Zunächst einmal ist bisher noch jede Voraussage, dass das iPhone vom Umsatz her gar nicht mehr wächst, nach einiger Zeit von der Realität überholt worden. Der Marktanteil von Apple im Bereich Smartphone wächst seit vielen Jahren. Da die Welt reicher wird (auch wenn das hier in Deutschland derzeit niemand glaubt – hier ist man abgrundtief pessimistisch), haben Menschen mehr Geld, um sich einen bescheidenen Luxus zu erlauben. Zu diesem bescheidenen Luxus gehört Netflix, um die es gerade ging. Und eben auch Apple.

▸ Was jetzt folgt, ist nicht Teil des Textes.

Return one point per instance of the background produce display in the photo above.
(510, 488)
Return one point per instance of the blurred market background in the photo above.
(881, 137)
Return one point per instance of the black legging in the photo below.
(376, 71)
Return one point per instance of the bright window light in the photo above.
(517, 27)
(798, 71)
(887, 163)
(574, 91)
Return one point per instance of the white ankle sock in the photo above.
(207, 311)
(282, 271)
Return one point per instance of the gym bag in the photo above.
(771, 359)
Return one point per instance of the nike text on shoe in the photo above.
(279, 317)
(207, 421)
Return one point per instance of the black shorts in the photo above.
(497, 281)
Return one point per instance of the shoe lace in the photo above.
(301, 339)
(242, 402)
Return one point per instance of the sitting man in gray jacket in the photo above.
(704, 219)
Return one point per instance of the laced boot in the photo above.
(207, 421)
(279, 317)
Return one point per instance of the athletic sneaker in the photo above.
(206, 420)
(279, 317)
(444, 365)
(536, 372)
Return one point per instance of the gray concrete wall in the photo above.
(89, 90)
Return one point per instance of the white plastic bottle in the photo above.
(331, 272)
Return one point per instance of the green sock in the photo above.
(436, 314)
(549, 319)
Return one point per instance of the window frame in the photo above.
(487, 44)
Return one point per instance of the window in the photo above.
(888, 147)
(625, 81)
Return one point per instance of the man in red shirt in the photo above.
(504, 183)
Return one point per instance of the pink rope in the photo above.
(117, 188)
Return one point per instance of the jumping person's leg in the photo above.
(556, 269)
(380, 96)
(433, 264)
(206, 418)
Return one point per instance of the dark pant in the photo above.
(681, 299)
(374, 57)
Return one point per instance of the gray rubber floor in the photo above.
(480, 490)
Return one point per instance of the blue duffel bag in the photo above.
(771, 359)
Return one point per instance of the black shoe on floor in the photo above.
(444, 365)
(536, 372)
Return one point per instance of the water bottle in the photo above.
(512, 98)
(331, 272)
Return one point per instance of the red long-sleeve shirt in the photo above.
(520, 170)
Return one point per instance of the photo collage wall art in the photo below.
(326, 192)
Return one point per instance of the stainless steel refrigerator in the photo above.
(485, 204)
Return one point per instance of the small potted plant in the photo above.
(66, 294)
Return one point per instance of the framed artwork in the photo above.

Auch in den nächsten Jahrzehnten dürfte die weltweite Mittelschicht größer werden. Und sie wird sich ein iPhone gönnen. Apple wächst allerdings im Bereich der Services, die es anbietet deutlich stärker als beim iPhone. Und je mehr Menschen ein iPhone haben, desto mehr verdient Apple beim Service. Ich bin bei Apple also die Ruhe selbst. Und angesichts der irren Gewinne, die sie machen (und durch Aktienrückkäufe an die Aktionäre ausschütten) ist es auch ganz einfach, hier ruhig auf weiter steigende Aktienkurse zu setzen. Allerdings würde ich nicht ausschließen, dass Nvidia oder Netflix stärker wachsen als Apple und bald die Nummer eins im Depot sind.

Trump hat für eine Bitcoin-Rally gesorgt und dann auch noch einen Meme-Coin herausgebracht – wie siehst du die Entwicklung im Bereich der Kryptowährungen?

Klingt nach Casino-Kapitalismus, zumindest was diese Meme-Coins angeht. Ich gehöre beim Bitcoin ja zu den Skeptikern. Aber die Kurssteigerungen beim Bitcoin sind natürlich eindrucksvoll. Es bleibt allerdings ein Asset, das keinen Cashflow generiert. Ich habe deshalb wenig Vertrauen in den Bitcoin.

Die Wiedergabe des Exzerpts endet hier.